Relation-aware Transformers: CoLLaMo

Updated 1 March 2026

Relation-aware Transformers are models that integrate explicit relational reasoning into attention mechanisms, enhancing data efficiency and systematic fusion of multimodal inputs.
CoLLaMo employs modality-specific encoders and a multi-level collaborative projector to fuse 1D, 2D, and 3D molecular information, improving molecular LLM performance and robustness.
Innovative techniques such as symmetry reduction and dual attention enable invariant representations and effective separation of sensory features from relational cues.

Relation-aware Transformers encompass a spectrum of architectural advances in the Transformer paradigm, targeting explicit relational reasoning, symmetry exploitation, and multimodal relation integration. The CoLLaMo system—introduced in "Improving Large Molecular LLM via Relation-aware Multimodal Collaboration"—exemplifies this trend for molecular language modeling, utilizing specialized relation-aware modality-collaborative attention to fuse 1D, 2D, and 3D molecular information. Parallel developments address relational processing in self-attention through invariant representations or dual-stream designs to improve data efficiency and generalization in both general and domain-specific contexts (François et al., 21 Feb 2026, Altabaa et al., 2024, Park et al., 18 Jan 2026).

1. Motivation and Scope of Relation-aware Transformers

Standard Transformers, while successful across modalities, provide no explicit computational mechanism for relational reasoning or systematic integration of multiple relation-rich modalities.

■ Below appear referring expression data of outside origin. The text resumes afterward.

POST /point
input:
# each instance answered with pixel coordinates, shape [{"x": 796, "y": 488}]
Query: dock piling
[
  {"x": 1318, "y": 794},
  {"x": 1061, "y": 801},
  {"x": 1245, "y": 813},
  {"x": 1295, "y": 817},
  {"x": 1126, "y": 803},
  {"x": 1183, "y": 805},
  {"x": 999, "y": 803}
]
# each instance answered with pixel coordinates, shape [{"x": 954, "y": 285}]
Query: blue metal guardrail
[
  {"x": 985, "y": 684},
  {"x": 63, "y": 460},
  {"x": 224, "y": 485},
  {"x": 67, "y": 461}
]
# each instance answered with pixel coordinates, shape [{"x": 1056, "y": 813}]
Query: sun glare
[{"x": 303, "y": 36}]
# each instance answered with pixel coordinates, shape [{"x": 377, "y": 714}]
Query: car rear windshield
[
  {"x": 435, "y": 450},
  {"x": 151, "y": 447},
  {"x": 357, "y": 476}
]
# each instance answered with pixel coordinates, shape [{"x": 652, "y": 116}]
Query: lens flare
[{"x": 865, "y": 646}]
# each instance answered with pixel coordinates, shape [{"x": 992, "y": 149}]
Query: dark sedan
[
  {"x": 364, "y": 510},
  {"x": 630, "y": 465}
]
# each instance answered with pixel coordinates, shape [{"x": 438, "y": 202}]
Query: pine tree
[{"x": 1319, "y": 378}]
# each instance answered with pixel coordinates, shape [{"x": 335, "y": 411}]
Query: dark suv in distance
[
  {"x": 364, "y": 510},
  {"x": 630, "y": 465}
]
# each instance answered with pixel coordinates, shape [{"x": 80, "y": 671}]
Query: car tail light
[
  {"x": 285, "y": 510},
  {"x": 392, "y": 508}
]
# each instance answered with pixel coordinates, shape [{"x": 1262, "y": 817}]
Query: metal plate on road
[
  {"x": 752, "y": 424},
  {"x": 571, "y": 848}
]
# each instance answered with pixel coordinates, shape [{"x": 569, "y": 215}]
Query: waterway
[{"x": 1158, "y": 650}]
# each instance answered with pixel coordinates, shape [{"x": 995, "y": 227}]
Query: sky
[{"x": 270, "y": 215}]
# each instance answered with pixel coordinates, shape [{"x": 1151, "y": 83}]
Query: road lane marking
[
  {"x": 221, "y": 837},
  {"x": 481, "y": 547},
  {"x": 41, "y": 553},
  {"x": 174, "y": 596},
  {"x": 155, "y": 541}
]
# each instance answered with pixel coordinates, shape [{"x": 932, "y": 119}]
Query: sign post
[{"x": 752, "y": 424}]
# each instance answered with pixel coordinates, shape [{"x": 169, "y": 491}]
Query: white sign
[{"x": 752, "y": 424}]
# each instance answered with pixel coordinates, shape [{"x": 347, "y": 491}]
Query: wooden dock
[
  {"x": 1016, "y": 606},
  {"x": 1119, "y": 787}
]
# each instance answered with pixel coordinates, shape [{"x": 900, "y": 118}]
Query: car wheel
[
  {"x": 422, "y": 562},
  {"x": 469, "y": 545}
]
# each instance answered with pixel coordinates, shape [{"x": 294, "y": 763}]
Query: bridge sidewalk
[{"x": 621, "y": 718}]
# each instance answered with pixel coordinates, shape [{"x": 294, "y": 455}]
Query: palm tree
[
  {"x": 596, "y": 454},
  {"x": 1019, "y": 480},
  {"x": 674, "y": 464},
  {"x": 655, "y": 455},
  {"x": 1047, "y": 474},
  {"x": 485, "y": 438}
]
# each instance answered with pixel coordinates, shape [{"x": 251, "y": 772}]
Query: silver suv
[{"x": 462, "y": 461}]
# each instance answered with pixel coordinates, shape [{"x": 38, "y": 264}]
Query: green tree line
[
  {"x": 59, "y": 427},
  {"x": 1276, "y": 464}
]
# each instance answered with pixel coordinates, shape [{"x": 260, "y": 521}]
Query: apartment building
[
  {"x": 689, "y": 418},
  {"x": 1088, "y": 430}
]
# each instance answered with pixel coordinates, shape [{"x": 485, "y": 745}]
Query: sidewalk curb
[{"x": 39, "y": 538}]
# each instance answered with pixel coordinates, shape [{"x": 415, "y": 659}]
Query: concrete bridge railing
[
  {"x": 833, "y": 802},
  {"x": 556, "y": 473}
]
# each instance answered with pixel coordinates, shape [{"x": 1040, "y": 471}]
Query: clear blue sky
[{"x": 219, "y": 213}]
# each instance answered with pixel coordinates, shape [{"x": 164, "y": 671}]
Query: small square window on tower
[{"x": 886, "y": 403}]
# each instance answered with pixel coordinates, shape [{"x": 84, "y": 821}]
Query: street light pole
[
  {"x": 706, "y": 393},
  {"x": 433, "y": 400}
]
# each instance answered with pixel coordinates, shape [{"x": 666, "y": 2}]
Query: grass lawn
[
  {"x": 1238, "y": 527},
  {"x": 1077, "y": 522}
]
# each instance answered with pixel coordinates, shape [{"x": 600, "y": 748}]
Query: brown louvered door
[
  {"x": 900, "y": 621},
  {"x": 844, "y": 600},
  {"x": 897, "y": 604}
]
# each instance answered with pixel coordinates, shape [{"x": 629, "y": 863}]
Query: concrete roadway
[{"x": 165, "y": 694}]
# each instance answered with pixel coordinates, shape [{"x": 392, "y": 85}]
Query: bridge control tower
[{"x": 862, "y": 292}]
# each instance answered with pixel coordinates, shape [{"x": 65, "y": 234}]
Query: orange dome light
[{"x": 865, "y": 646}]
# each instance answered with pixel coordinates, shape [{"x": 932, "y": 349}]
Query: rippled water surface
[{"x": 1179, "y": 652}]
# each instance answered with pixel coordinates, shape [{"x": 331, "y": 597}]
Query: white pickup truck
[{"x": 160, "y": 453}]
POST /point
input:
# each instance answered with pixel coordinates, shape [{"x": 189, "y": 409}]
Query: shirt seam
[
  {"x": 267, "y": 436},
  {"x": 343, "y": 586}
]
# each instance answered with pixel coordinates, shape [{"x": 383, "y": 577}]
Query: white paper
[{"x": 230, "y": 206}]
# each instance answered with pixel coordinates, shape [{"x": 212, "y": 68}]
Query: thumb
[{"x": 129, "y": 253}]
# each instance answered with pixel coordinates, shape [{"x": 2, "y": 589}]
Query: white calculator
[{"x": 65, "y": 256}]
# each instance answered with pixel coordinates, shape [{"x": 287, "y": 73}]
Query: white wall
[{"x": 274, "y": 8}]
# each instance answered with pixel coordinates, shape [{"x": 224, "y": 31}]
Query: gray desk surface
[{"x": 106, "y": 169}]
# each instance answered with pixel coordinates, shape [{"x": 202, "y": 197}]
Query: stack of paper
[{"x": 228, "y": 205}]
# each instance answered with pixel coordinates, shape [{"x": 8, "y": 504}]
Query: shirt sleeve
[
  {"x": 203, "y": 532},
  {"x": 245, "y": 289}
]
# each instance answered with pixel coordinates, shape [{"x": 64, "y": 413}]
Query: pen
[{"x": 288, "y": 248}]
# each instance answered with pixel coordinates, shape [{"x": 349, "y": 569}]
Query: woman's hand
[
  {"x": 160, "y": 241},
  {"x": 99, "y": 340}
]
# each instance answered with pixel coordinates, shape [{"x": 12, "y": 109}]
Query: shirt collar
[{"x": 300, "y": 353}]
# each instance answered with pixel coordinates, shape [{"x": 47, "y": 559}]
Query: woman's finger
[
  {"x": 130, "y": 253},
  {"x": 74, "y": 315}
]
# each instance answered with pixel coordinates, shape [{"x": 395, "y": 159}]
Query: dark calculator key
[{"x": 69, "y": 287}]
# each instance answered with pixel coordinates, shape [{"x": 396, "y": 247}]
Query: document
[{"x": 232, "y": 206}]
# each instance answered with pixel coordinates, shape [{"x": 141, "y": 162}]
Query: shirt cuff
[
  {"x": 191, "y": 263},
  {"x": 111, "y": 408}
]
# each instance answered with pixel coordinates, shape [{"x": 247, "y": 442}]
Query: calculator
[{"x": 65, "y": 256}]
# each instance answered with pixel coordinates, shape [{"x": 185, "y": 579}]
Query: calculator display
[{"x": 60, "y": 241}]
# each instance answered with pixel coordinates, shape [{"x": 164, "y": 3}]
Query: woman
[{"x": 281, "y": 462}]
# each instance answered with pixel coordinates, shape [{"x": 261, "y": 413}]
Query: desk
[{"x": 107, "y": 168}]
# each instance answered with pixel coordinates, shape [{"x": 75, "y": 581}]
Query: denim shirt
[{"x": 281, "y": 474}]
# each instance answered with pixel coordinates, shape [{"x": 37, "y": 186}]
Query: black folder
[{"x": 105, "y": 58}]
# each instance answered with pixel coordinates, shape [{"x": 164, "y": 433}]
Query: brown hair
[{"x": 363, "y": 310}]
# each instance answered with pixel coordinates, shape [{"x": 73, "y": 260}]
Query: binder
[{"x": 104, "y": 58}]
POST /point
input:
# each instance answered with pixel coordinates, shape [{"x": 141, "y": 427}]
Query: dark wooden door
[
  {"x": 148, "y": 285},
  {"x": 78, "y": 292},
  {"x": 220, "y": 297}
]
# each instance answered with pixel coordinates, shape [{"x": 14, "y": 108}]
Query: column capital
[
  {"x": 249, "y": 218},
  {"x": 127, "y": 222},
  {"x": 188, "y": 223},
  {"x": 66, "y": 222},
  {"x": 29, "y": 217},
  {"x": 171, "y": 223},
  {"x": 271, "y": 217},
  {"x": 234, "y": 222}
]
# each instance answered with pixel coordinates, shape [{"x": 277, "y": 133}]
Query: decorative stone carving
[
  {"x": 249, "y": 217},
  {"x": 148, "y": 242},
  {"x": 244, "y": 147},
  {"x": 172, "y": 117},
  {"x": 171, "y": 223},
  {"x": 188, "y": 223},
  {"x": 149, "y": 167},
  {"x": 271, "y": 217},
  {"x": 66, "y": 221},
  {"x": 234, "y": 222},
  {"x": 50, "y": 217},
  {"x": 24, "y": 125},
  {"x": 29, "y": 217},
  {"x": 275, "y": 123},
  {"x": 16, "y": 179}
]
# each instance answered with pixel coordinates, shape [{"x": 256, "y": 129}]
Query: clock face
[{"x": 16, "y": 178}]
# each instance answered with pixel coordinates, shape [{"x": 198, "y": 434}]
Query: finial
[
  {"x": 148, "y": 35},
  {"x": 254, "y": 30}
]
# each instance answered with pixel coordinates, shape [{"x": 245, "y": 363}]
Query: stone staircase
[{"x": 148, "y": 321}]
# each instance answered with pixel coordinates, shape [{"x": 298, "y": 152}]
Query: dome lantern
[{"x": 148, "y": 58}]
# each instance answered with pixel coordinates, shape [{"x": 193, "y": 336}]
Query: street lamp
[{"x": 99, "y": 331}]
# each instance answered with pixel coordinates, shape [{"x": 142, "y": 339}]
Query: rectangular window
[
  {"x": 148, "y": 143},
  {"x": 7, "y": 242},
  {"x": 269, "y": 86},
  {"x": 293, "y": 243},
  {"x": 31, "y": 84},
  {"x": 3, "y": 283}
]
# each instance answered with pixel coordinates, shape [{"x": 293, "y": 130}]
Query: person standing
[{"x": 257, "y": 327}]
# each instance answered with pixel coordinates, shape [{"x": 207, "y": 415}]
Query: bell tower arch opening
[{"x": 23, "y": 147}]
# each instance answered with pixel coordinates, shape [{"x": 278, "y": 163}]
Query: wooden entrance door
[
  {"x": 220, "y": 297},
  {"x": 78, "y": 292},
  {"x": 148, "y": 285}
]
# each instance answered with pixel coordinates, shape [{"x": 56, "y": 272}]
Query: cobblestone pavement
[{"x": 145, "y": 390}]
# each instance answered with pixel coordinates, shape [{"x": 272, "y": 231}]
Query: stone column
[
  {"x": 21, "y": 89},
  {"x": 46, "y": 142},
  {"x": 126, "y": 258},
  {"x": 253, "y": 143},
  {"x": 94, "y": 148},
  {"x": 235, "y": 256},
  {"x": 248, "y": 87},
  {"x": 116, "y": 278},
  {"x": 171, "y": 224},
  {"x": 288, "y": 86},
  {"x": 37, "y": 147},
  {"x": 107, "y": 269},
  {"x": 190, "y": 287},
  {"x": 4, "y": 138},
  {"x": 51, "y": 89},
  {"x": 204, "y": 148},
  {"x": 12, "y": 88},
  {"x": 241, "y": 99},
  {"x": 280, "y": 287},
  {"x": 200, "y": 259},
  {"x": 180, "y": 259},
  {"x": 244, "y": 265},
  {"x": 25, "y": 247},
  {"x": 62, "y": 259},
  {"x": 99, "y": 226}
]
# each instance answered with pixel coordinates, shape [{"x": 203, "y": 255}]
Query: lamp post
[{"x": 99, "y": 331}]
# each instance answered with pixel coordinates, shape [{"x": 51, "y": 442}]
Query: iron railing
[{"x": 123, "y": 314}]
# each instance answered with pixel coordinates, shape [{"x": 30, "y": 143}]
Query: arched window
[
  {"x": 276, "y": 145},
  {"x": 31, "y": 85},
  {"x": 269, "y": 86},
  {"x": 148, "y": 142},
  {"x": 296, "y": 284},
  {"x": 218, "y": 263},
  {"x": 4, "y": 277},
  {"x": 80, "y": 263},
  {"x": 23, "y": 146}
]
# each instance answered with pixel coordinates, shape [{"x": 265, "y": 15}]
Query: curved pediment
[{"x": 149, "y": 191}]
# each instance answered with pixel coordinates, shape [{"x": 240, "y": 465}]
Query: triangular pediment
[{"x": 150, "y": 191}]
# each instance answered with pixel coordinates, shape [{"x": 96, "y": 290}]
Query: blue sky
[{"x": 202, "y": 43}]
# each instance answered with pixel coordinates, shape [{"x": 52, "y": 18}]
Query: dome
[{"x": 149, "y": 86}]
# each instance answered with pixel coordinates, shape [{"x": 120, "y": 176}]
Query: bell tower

In the molecular domain, this limitation manifests as hallucination and lack of robustness in large molecular LLMs (LMLMs) due to insufficient modeling of atomic/topological and spatial correlations across 1D, 2D, and 3D data sources (Park et al., 18 Jan 2026). Beyond molecules, conventional self-attention captures feature aggregation, but struggles to encode and manipulate structured relationships among objects, tokens, or entities, motivating the construction of architectures that disentangle and explicitly process relational information (Altabaa et al., 2024, François et al., 21 Feb 2026).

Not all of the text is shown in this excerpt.